The Pennsylvania RR developed an in-flight rewatering system for its fast expresses. A quarter-mile long trough was sunk between the rails, kept filled from a nearby tank. When an engineer needed water, he dropped a scoop-pipe into the trough, and the speed forced the water up into the engine's reservoir.
Here's a tender (water tank behind loco) with the scoop in dropped position. The lever mechanism is fairly simple and obvious on the diagram. Fancier versions powered the drop from the compressed air in the air-brake system.
I'm also trying to implement my earlier decision to resume humming and singing while I work, a habit that I abandoned many years ago. As I make these models, I end up humming train-related songs. Chattanooga Choochoo, Sentimental Journey.

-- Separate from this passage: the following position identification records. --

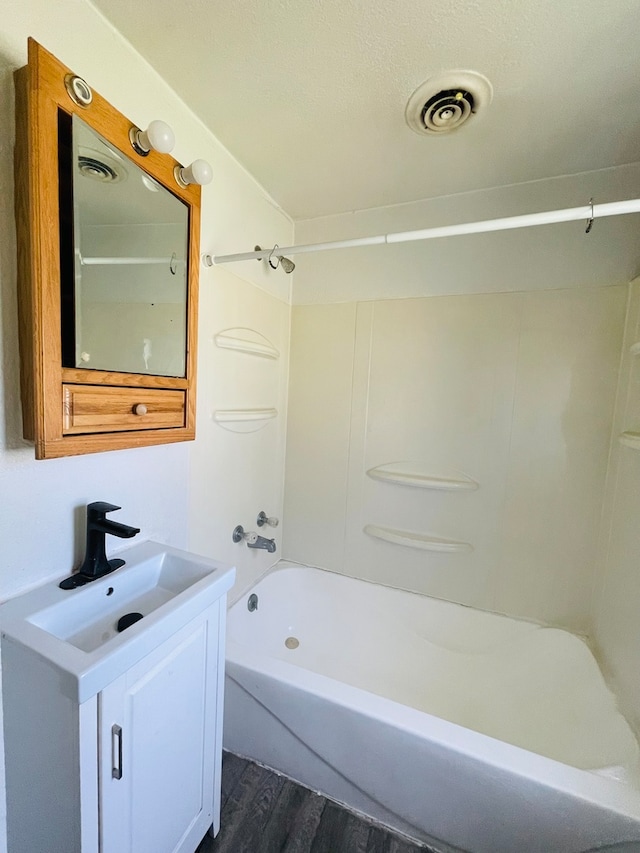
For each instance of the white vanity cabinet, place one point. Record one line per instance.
(116, 749)
(160, 749)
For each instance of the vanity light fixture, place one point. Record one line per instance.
(158, 136)
(199, 172)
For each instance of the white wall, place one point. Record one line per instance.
(514, 390)
(41, 520)
(617, 596)
(545, 257)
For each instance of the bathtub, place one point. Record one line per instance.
(465, 729)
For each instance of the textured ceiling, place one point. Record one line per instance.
(309, 95)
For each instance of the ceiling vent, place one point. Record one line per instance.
(100, 166)
(446, 102)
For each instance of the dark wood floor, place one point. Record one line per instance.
(263, 812)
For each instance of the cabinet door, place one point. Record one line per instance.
(157, 746)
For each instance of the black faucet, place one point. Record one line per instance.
(95, 564)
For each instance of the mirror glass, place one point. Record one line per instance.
(124, 254)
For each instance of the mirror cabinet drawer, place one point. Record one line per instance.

To a first approximation, travel songs are train songs. We don't have many popular songs about traveling in other vehicles. Early rock-n-roll gave us plenty of car songs, but they're about racing or tragic crashes. None of them are about road trips. I can only think of one song about traveling in a jet plane.
= = = = = END REPRINT.
Added: Here's an unexpected train song. MacHarrie explained it in an episode of 'Can You Imagine That'. The composer was taking a train trip to visit his girlfriend in Hiawatha, Iowa. He wrote a train song about the trip and the girl, but later decided to change the words into fake Injun form. Nevertheless, the music is pure train, complete with Doppler whistles!
The song itself, extracted from the episode by the Youtube channel that specializes in the Transco Chorale:
Incidentally, this pronunciation of Hiawatha was standard and universal before 1950. The first syllable switched from /hi/ to /haɪ/ after WW2, along with several other words and grammatical forms.